Riso al Tartufo
Riso al Tartufo is a luxurious Italian rice dish that combines the earthy aroma of truffles with creamy Arborio rice, creating a comforting yet sophisticated experience. This kosher version preserves the authentic flavors while ensuring dietary compliance.

30 minutes
Difficulty: Medium
Italian
480 kcal
Ingredients
- Arborio rice - 150 grams
- Vegetable broth - 500 ml
- Shallot - 1, finely chopped
- Garlic - 1 clove, minced
- Olive oil - 2 tablespoons
- White wine - 50 ml
- Truffle oil - 1 tablespoon
- Fresh parsley - 2 tablespoons, chopped
- Salt - to taste
- Black pepper - to taste
- Parmesan cheese (kosher) - 30 grams, grated
Steps
- In a saucepan, heat the vegetable broth over low heat and keep warm.
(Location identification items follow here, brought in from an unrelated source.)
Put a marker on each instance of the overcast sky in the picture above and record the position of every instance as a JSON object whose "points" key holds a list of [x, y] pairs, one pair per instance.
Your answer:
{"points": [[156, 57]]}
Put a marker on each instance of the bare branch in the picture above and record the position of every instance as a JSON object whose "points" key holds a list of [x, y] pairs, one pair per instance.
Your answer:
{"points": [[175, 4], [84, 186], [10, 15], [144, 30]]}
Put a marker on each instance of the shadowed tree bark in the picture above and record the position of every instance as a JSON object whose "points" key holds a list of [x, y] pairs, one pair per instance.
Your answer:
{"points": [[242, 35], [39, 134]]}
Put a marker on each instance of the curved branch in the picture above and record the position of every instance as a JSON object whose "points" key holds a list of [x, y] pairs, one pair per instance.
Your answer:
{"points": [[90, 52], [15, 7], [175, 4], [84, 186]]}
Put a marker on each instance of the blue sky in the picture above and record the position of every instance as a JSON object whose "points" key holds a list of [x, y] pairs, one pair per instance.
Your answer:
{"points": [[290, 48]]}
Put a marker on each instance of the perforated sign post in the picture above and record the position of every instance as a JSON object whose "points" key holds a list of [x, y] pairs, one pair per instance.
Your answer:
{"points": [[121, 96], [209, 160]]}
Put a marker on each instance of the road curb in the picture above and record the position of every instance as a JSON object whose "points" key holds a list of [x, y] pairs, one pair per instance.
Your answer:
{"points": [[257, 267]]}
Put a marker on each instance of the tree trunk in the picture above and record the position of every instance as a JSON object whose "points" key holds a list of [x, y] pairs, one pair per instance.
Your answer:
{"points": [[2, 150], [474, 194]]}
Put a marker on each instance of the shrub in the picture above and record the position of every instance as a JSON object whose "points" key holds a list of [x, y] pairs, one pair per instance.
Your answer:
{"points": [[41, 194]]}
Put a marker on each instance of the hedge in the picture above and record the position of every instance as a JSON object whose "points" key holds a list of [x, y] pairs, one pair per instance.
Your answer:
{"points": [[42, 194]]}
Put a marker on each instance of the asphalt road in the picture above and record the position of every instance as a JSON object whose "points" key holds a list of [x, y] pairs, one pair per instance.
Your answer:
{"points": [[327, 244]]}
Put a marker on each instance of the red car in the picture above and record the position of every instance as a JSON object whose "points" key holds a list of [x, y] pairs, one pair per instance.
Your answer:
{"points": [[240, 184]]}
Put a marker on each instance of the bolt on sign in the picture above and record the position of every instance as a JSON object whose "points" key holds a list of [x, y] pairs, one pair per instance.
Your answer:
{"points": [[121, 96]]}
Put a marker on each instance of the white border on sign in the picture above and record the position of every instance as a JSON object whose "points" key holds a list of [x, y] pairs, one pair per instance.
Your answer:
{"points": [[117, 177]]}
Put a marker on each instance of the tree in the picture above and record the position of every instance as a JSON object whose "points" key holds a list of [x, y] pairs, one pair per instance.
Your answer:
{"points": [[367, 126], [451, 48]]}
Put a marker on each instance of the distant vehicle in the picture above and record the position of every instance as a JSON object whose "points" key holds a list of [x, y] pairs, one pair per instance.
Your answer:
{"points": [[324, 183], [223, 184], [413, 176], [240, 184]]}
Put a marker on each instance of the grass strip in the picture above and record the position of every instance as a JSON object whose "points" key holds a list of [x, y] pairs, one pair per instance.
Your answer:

- In a separate large skillet, heat the olive oil over medium heat, then add the chopped shallot and minced garlic. Sauté until translucent, about 3-4 minutes.
- Add the Arborio rice to the skillet and stir for 2 minutes until the rice is well-coated and slightly toasted.
- Pour in the white wine and let it simmer until the liquid has mostly evaporated, stirring frequently.
- Begin adding the warm vegetable broth, one ladle at a time, stirring continuously until the liquid is absorbed before adding more. Repeat this process for about 18-20 minutes until the rice is creamy and al dente.
- Once the rice is cooked, remove from heat and stir in the truffle oil, grated Parmesan, chopped parsley, salt, and black pepper to taste.
- Serve hot, drizzled with a bit more truffle oil and a sprinkle of parsley for garnish.
Nutrition
- Calories: 480
- Protein: 12 g
- Carbs: 70 g
- Fiber: 2 g
- Sugar: 1 g
- Sodium: 600 mg
- Cholesterol: 10 mg
- Total Fat: 20 g
- Saturated Fat: 3 g
- Unsaturated Fat: 17 g
- Water: 0.5 L
Health Benefits
- Rich in carbohydrates, providing energy for daily activities.
- Contains antioxidants from olive oil and garlic, which may help reduce inflammation.